MR. BERKOWITZ: Well, Your Honor, if the situation arises, I would make an ore tenus motion at the close of the evidence and amend my pleadings to conform with the evidence. However, at this point, I would just allege the special equity in the house.
MR. BOSWORTH: I would note a continuing objection at this point, then, to any evidence that is going to be coming in to show the need or ability to pay alimony. Obviously, we are going to have to investigate these issues, as far as child support is concerned; but when we are talking about alimony, I am not prepared to defend alimony. I would have taken depositions if I would have known alimony is being requested.
THE COURT: I will sustain the objection.

At the close of the evidence appellee's counsel made no motion to amend the pleadings to conform to the evidence. Notwithstanding the foregoing, the trial court awarded the wife $100 per month as permanent alimony.
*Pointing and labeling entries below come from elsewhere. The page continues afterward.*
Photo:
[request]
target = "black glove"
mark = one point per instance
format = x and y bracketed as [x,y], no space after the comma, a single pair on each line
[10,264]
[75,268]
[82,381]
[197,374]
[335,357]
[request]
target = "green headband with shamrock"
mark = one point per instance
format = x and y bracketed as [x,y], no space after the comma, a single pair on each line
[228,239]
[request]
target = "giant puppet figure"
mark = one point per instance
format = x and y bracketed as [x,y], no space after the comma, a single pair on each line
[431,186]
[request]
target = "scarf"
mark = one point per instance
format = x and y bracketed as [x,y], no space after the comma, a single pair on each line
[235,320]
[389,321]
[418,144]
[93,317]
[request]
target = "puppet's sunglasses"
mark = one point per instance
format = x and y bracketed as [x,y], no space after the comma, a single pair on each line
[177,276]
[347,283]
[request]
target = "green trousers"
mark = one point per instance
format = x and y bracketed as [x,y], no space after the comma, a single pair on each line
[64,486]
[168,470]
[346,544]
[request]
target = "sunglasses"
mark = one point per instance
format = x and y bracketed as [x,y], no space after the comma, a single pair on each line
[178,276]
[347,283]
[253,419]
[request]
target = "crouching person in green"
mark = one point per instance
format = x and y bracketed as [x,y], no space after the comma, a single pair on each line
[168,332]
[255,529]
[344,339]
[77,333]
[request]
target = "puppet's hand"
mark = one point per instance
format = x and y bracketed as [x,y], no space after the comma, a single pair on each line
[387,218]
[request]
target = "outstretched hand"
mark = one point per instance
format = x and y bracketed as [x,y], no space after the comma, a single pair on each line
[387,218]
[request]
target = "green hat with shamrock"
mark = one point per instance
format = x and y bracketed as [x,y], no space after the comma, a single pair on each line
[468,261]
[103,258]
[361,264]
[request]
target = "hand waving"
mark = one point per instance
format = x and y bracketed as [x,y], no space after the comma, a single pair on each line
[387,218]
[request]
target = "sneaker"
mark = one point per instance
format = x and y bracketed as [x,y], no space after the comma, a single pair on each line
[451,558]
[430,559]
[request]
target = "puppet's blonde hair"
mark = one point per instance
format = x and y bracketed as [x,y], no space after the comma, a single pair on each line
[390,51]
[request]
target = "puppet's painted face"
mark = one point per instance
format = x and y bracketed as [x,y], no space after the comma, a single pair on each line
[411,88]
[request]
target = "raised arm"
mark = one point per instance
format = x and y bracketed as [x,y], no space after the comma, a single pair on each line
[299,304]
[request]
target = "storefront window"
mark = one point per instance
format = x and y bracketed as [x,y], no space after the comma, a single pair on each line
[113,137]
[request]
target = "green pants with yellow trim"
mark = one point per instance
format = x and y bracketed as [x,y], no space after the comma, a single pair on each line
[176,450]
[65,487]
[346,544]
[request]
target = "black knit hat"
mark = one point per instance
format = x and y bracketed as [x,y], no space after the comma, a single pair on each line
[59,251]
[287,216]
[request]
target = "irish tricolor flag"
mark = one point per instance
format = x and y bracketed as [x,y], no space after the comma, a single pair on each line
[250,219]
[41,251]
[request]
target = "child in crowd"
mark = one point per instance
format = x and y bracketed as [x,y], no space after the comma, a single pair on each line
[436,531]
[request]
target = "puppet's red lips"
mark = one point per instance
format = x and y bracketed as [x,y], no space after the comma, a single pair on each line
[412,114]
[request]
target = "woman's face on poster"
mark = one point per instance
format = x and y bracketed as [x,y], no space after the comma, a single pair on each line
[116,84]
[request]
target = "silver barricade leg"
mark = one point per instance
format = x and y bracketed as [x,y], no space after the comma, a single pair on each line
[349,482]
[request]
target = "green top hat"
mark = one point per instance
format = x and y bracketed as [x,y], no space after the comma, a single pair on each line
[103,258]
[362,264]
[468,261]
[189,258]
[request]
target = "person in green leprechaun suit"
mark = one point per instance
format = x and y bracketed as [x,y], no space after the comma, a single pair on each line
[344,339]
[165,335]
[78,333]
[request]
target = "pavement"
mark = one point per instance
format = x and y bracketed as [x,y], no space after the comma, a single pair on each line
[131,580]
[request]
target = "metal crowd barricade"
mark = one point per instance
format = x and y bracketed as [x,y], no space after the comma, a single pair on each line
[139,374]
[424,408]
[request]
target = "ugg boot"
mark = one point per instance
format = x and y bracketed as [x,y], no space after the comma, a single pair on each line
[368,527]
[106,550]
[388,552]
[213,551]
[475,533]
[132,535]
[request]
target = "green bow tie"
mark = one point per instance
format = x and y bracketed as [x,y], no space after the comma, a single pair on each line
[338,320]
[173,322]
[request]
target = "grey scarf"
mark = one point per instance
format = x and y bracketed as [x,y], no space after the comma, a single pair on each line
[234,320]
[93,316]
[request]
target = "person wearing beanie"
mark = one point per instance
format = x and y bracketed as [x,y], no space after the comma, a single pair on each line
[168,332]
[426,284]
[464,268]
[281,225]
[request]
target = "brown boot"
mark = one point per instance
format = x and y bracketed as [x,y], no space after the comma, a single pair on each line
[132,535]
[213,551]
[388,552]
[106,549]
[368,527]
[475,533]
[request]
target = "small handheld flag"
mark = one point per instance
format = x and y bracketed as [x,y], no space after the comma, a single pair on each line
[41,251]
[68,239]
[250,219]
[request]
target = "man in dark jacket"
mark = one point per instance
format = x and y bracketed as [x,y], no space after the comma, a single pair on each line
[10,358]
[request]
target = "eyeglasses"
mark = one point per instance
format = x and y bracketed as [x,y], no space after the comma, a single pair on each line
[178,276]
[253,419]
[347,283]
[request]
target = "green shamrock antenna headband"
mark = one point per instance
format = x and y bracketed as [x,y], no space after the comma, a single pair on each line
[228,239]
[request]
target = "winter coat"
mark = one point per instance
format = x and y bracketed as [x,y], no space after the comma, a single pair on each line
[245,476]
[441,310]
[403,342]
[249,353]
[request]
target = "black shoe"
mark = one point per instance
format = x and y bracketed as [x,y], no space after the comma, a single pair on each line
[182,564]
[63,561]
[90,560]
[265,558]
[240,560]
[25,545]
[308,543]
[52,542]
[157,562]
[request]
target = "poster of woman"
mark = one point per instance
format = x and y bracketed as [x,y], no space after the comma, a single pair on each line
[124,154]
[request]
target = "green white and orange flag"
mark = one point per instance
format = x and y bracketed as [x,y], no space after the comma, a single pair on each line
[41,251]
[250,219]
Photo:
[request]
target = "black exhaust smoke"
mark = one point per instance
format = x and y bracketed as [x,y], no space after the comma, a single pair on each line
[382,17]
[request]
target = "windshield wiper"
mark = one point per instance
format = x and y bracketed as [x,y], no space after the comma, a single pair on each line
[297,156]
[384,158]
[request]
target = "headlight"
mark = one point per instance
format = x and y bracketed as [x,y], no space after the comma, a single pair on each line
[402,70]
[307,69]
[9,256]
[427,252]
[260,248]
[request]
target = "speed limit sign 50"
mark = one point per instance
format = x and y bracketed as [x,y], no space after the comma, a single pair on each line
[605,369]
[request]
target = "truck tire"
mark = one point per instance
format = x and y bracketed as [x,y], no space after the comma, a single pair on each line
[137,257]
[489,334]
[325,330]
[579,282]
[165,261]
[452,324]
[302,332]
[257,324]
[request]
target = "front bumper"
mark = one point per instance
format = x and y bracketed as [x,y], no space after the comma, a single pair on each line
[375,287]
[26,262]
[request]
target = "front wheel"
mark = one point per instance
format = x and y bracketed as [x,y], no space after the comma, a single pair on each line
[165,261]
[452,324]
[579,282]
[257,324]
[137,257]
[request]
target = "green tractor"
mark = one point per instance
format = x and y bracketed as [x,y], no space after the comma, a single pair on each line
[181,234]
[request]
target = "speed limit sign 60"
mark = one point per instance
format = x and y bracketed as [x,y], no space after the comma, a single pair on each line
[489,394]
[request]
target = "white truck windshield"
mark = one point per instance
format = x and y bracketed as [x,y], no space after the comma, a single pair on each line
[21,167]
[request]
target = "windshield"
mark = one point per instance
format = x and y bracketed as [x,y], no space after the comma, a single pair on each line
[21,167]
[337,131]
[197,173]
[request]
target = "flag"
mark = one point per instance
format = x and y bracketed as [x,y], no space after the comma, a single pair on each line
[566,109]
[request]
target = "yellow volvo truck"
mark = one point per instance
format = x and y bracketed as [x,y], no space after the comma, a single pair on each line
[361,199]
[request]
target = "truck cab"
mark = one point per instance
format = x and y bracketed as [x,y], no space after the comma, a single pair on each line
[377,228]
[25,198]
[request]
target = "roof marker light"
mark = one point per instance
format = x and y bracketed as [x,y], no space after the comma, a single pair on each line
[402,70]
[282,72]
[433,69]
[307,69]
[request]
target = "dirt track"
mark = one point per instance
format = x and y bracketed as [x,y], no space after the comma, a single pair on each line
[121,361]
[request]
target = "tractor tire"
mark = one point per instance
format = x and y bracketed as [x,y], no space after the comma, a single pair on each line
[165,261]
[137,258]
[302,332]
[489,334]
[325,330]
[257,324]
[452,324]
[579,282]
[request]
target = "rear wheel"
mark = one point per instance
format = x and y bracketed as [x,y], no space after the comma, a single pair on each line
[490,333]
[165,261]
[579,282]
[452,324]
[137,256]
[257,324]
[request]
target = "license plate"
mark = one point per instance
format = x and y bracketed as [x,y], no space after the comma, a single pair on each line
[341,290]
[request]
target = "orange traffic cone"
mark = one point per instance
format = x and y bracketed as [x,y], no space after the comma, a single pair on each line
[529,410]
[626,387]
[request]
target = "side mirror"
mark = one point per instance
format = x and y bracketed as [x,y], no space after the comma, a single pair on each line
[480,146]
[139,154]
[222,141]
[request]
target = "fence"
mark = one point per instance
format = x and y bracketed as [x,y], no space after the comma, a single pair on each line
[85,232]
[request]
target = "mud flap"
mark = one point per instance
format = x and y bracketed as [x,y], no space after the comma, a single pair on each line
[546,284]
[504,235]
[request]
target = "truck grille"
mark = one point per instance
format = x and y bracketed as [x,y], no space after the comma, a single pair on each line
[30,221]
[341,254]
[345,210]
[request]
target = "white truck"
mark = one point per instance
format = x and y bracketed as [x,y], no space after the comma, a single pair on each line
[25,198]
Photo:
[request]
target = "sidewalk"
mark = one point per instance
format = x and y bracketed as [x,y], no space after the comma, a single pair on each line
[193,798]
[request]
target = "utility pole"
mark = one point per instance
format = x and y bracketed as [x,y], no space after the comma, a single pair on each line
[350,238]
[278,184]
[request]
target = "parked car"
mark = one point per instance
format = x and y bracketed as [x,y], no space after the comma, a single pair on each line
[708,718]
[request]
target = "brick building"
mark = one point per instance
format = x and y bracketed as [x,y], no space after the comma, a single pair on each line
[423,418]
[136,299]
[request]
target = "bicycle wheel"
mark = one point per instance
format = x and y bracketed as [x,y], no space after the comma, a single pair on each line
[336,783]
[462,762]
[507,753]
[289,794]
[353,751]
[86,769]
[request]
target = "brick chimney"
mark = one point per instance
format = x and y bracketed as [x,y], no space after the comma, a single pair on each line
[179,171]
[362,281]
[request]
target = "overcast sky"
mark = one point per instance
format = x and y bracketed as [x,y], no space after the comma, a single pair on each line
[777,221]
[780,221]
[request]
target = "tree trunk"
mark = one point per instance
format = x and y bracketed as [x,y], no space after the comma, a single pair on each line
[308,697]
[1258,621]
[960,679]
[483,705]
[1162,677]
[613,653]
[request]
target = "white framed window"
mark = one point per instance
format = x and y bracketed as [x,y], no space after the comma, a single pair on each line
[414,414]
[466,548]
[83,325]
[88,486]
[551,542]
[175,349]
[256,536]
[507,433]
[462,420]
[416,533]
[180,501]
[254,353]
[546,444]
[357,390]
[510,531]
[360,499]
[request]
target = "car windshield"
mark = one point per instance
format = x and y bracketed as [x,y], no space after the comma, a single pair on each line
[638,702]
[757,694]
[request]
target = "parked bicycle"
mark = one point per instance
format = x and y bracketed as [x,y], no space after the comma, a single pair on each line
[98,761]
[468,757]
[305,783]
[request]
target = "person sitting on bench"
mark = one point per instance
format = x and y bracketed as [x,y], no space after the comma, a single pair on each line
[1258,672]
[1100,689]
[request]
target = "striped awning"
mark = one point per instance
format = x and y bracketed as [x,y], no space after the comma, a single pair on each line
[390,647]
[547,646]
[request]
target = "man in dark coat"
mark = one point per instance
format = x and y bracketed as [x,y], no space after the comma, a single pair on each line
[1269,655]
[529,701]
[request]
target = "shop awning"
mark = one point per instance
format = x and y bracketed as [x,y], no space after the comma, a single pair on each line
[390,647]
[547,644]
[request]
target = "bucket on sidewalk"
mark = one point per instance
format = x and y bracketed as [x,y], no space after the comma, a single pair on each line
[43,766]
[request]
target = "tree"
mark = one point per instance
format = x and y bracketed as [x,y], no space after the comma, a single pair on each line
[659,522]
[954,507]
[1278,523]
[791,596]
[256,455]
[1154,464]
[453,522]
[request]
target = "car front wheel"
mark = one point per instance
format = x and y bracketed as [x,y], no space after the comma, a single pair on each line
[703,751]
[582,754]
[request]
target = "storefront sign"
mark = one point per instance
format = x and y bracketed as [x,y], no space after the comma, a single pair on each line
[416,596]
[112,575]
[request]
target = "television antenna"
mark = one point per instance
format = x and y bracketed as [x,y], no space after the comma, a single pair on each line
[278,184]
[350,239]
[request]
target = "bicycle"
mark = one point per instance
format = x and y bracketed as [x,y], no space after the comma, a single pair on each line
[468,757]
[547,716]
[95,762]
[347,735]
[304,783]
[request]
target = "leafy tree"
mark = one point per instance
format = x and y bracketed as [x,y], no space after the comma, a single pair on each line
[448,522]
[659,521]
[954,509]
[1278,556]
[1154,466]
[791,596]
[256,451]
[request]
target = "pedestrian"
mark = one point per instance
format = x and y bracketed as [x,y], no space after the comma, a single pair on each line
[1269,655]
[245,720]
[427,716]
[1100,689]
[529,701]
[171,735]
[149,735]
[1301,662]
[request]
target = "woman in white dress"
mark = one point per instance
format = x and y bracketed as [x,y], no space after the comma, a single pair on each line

To be sure, a judgment based upon a matter entirely outside the issues made by the pleadings cannot stand. Cortina v. Cortina, 98 So.2d 334 (Fla. 1957); Chandler v. Chandler, 330 So.2d 778 (Fla. 1st DCA 1976). This general rule was applied in James v. James, 374 So.2d 1085 (Fla. 5th DCA 1979), which is directly on point. There, the Fifth District Court of Appeal vacated that part of a final judgment of dissolution of marriage which awarded the wife permanent alimony where her petition for dissolution did not raise the issue of alimony. Accordingly, we vacate that portion of the final judgment which awarded appellee permanent alimony.

Appellant's second point is that there is no predicate in the record for the trial court's award of a reasonable attorney's fee in the sum of $250 to appellee's counsel. We agree.

The only testimony presented was that of appellee when examined by her counsel:

Q. Mrs. Cooper, you have agreed to pay me a reasonable attorney's fee, is that correct?
A. Right.
Q. Have you paid anything?
A. No.
Q. Can you pay me anything?
A. Not today, I can't.

An award of an attorney's fee requires a predicate of substantial competent evidence in the form of testimony by the attorney performing services and by an expert as to the value of those services, Cohen v. Cohen, 400 So.2d 463 (Fla. 4th DCA 1981). In the absence of such evidence, we vacate that part of the final judgment which awarded an attorney's fee to be paid by appellant.

The remainder of the final judgment is affirmed.

AFFIRMED IN PART; REVERSED IN PART.

DOWNEY and GLICKSTEIN, JJ., and PEARSON, DANIEL S., Associate Judge, concur.